After smoothing the road a bit, Iger finally approached Jobs about Disney buying Pixar.
“In negotiations you have to make a decision about how much interest you’re going to show,” says Iger. “I put my cards on the table and they were turned up. Why not be honest? I needed to buy Pixar.”
Iger ended up getting the company for $7.4 billion and Jobs became Disney’s biggest shareholder, a win for both parties. Jobs later said he appreciated how upfront Iger had been with him.
Believe in Brands
Under Iger, Disney has made three huge acquisitions, Pixar, Marvel in 2010 for $4 billion, and recently LucasFilm and the Star Wars brand for $4 billion. What do all of those buys have in common? They are strong brands. It’s easy to get overwhelmed today with the amount of choice we have when it comes to entertainment. That’s where brands give companies like Disney an advantage. Iger says it gives the company properties it can leverage across businesses, territories and time. Cinderella and Iron Man will go on and on and on.
Respect, but don’t revere the past
Iger is the head of a company that has been around since 1923. That’s quite a legacy. And while he’ll happily listen to 22 hours of Walt himself sitting for an interview, he tries not to hold onto the past and instead, keeps his focus on moving the company forward.
“There’s a lot that happened in the past and there are values that can be carried forward,” says Iger. “But I’m trying to pull from that a formula that can be applied to the future.”
Trust people until proven otherwise
Disney’s announcement late last year that it was buying LucasFilm came as a shock to most people in Hollywood but it turns out Iger had told all of the people who report directly to him, months before, that an acquisition was in the works. Iger trusted that the secret wouldn’t get out and it didn’t.
“I like being direct and I like people knowing what I’m thinking about where the company is going so I end up sharing a lot,” Iger told Grazer. He trusts the people who work for him to make 90% of the decisions at the company and so far, that’s clearly been working out well for him.
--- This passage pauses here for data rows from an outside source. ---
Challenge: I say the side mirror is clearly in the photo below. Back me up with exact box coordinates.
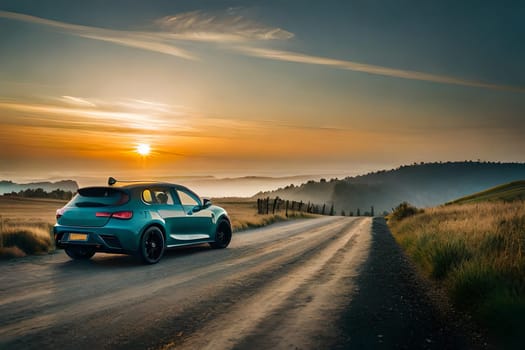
[202,198,212,208]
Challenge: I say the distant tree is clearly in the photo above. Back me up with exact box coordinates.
[329,204,334,216]
[357,208,360,216]
[341,210,346,216]
[6,187,73,200]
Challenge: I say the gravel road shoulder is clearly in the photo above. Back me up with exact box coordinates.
[331,217,491,350]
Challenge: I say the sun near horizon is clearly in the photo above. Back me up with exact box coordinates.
[136,144,151,157]
[0,1,524,179]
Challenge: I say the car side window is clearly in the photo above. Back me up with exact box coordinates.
[176,189,199,206]
[142,188,176,205]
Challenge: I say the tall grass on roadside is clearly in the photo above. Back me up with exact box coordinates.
[388,201,525,348]
[0,219,54,258]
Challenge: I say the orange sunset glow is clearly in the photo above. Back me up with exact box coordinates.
[0,2,524,184]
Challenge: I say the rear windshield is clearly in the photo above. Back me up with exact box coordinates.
[70,187,129,207]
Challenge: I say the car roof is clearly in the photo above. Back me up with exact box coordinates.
[110,181,185,189]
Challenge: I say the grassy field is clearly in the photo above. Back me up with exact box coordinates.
[388,201,525,348]
[0,197,66,258]
[447,180,525,205]
[0,196,310,258]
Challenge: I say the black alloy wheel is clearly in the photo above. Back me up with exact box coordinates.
[210,220,232,249]
[140,226,165,264]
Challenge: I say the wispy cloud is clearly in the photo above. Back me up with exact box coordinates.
[0,10,196,60]
[0,9,291,60]
[1,10,523,92]
[155,10,293,42]
[0,100,191,133]
[61,96,96,107]
[237,47,525,93]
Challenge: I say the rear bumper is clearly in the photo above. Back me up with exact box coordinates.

Be competitive, but don’t focus on your competition
Iger remembered being head of ABC and sitting on stage at another luncheon with the heads of NBC, CBS and FOX and thinking about what tough competitors they were. In today’s world of hundreds of cable stations and online entertainment options, it’s sometimes hard to even know who your competitors are.
So instead of obsessing about what different TV stations are doing to try and compete with Disney or ESPN, he tries to make great shows, embrace new technology and not get too hung up on what other people are doing.
“If you’re obsessed with what everyone else is doing then you’re not obsessed with what you’re doing.”